Study examines the relevance and applications of the Institute of Medicine's quality aims on pediatric critical care

The Institute of Medicine's six aims for improving quality of care, cited in its report Crossing the Quality Chasm, provide a useful framework to advance the quality of care in pediatric intensive care, note George Washington University School of Medicine researchers, Anthony D. Slonim, M.D., M.P.H., and Murray M. Pollack, M.D., M.B.A. Supported in part by the Agency for Healthcare Research and Quality (HS14009), they reviewed the literature to assess the relevance, potential impact, and effect of these aims (safety, effectiveness, equity, timeliness, patient-centeredness, and efficiency) on pediatric critical care practice.

They point out that safety is critical to reduce medical errors and adverse events in the high-risk pediatric intensive care units (PICUs).

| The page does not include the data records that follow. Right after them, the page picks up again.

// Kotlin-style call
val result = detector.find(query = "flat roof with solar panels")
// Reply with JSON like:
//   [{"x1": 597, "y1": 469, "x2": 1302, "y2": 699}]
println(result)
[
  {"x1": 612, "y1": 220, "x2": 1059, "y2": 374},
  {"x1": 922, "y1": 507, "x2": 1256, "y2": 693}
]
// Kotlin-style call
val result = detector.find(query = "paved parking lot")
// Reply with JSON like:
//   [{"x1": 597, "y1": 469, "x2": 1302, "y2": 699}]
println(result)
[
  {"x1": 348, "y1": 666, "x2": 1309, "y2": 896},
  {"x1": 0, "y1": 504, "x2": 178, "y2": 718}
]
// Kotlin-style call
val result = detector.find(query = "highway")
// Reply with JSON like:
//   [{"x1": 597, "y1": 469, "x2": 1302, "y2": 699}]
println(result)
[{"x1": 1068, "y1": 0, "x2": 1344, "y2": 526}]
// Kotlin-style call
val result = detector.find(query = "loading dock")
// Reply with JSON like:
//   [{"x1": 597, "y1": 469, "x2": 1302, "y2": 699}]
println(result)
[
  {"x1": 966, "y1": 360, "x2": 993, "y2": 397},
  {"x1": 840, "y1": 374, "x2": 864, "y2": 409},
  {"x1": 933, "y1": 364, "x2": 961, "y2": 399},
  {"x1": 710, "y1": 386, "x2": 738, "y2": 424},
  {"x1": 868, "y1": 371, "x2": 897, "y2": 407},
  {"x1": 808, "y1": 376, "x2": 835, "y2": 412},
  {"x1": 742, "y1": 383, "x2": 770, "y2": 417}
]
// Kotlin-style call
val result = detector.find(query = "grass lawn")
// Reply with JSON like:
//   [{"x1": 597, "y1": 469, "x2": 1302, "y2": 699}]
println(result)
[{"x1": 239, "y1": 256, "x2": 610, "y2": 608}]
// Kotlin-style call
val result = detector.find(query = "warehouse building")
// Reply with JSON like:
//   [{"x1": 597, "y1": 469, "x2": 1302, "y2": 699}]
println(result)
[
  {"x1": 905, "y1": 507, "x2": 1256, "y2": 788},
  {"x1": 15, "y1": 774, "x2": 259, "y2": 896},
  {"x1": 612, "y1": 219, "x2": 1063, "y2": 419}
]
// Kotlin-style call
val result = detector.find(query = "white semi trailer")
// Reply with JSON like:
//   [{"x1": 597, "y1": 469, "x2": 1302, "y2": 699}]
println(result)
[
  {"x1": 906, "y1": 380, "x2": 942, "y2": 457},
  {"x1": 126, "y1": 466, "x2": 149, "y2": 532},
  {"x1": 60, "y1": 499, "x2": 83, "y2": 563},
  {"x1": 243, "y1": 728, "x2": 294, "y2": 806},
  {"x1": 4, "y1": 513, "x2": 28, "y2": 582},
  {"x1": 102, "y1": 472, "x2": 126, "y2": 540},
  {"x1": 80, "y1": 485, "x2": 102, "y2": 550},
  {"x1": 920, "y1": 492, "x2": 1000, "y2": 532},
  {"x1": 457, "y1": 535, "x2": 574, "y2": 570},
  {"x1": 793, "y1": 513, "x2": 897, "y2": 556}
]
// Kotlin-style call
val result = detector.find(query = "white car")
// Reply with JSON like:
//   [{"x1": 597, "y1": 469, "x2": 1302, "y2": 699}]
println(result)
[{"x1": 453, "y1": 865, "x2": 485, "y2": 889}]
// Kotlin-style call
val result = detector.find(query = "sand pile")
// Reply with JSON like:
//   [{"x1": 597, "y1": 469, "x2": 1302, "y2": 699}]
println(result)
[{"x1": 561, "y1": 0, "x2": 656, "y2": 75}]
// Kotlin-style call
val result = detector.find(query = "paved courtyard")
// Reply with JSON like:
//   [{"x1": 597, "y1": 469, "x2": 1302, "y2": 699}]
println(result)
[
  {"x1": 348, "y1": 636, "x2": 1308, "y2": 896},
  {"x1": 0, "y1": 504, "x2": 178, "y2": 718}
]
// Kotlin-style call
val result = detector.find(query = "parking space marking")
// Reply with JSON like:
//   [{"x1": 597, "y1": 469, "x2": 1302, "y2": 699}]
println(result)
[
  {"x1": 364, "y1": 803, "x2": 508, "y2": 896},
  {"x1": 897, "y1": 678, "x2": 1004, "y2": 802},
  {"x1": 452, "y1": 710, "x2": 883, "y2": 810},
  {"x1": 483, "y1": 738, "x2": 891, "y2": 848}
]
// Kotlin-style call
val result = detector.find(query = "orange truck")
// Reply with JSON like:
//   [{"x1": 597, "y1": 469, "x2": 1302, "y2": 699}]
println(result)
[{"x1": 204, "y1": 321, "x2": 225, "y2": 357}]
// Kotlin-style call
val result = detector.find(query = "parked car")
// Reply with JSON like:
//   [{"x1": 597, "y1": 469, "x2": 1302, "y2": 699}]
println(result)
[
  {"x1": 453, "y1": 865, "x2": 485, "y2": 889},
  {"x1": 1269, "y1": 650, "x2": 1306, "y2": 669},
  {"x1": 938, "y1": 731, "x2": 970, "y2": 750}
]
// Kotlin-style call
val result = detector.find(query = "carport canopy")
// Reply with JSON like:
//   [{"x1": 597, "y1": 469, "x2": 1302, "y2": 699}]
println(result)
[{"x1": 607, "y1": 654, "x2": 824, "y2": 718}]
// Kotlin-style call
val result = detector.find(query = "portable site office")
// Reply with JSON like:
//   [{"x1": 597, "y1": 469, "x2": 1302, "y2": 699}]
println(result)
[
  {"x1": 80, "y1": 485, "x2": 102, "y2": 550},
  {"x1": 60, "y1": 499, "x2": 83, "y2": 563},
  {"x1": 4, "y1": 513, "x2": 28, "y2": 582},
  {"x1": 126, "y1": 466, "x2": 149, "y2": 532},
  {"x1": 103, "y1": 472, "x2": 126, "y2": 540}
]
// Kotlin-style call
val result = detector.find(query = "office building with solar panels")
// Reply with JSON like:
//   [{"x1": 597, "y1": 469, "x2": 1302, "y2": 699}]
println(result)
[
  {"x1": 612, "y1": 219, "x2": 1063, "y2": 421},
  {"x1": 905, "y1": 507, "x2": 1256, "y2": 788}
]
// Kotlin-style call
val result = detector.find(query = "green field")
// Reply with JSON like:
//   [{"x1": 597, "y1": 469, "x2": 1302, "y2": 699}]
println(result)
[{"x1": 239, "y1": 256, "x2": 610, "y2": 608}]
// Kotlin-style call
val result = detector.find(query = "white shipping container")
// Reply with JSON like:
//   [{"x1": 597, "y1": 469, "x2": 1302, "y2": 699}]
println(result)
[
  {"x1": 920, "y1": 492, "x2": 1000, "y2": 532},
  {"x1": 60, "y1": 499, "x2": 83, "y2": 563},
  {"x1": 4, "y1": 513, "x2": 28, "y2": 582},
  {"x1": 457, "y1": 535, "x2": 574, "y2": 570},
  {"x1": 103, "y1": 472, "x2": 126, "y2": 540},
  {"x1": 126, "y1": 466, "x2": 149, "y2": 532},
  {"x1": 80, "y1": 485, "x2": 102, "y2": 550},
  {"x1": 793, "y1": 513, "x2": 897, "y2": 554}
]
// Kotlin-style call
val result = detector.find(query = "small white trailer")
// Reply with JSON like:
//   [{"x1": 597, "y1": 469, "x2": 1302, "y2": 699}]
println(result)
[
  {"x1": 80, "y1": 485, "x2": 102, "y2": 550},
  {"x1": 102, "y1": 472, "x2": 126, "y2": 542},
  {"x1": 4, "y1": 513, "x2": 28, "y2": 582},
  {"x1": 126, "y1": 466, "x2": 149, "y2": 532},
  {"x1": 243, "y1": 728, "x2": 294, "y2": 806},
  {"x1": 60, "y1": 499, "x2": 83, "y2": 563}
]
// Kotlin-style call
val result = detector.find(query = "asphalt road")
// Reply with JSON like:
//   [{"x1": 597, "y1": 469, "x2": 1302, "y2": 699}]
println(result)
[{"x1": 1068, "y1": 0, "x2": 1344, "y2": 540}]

These problems range from diagnostic and treatment errors to hospital-acquired infections, procedural complications, and failure to prevent problems such as pressure ulcers. Second, PICU care must be effective. Even well-known and accepted guidelines, such as treatment of septic shock, may be commonly violated by PICU staff. Third, there are pediatric and neonatal ICU inequities associated with access to care, insurance status, and race. For example, emergency PICU admissions from lower socioeconomic status populations are more severely ill and are consistent with a lack of quality prehospital care.

Fourth, timely communication and management of medical orders or problems is critical to PICU care quality and safety. Fifth, patient-centeredness is particularly important for vulnerable PICU patients and their families, who complain most of inadequate information and lack of care coordination. Communicating procedures and their child's progress with families is important, and allowing them to be present during procedures may be beneficial, which is why it is becoming more common. Finally, a PICU must be efficient, that is, achieve appropriate clinical outcomes while keeping costs to a minimum.

More details are in "Integrating the Institute of Medicine's six quality aims into pediatric critical care: Relevance and applications," by Drs. Slonim and Pollack, in the May 2005 Pediatric Critical Care Medicine 6(3), pp. 264-269.